Production Information
John Green's novel The Fault in Our Stars was published January 10, 2012 and debuted at number-one on The New York Times Best Sellers list. Green began work on The Fault in Our Stars in 2000 after serving as a student chaplain in a children's hospital, and explains: "I wanted to write a story about young people who were like many of those I had met in the hospital -who were funny, full of life and great fun to be around.

"I also knew that I wanted The Fault in Our Stars to be a love story, but it wasn't clear to me for a long time what kind of love story it would be," he continues. "Finally after many years of looking for my characters, I found Hazel and Gus. They have very different ideas about what constitutes a well-lived life, as well as constrasting world views, but they are brought together by their love for each other and for a book."

Green's friendship with a young woman named Esther Earl, to whom he dedicated The Fault in Our Stars, provided the direction he needed to tell the story. Though Esther is not the model for a specific character in the book, Green notes that, "our friendship and the joy she had in her life were huge inspirations." Diagnosed with metastasized papillary thyroid cancer in 2006, Esther Grace Earl succumbed to the disease in 2010, at age 16.

Even before the novel was published, Hollywood came calling. But Green was reluctant to sell the movie rights. "I felt the story was so personal and close to me I just couldn't imagine it being turned into a movie."

Producer Wyck Godfrey was aware of the author's reluctance. Having just produced the phenomenally successful Twilight series, based on the books by Stephenie Meyer, Godfrey and Marty Bowen, his partner at Temple Hill Entertainment, had become adept at recognizing literature that was ideal for screen adaptation. "We had been trying to find something that would speak to the next wave of young readers who were looking for something that was very real, and The Fault in Our Stars felt like the next step for young adult fiction."
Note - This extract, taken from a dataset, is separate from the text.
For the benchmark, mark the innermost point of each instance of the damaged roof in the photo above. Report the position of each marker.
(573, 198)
Godfrey approached Fox 2000 Pictures president Elizabeth Gabler, and together they moved quickly to secure the movie rights. "We got on the phone with John and convinced him we were the right people to turn the book into a film," Godfrey recalls. Their mutual love of football (soccer) helped seal the deal. "I admitted to being a huge Liverpool fan, and as luck would have it, so was John," adds the producer.

Bonding over sports, aside, Green says that meeting Godfrey and the film's executive producer (and Temple Hill Entertainment executive) Isaac Klausner, and hearing firsthand of the two filmmakers' commitment to be faithful to the book's themes and characters, convinced the author that they were the right people to bring the story to the big screen.

"One of the things Wyck said to me during those meetings was, 'You didn't write a cancer book, and we're not going to make a cancer movie,'" Green remembers. "Wyck didn't want the film to be sentimental or about learning to be grateful for every day. Wyck wanted the film to be raw, exciting and a celebration of life. And that's exactly what I was looking for.

"I wanted the movie to be fun and something from which people would walk away feeling uplifted -that would capture the idea that a short life can be a good and rich one. Wyck and Isaac really believed those things, too."

Two of the book's legions of fans -screenwriters Scott Neustadter & Michael H. Weber -were pleased to come aboard and adapt Green's novel. "The truth is we were fortunate to become involved with the project before the book became a worldwide sensation," Neustadter explains. "At the time we read it, right before its publication, it was beloved…by us. The reaction to the book since then is fantastic -we hope the movie is embraced in the same way -but it was not an issue when we were adapting, beyond our strong feelings for it."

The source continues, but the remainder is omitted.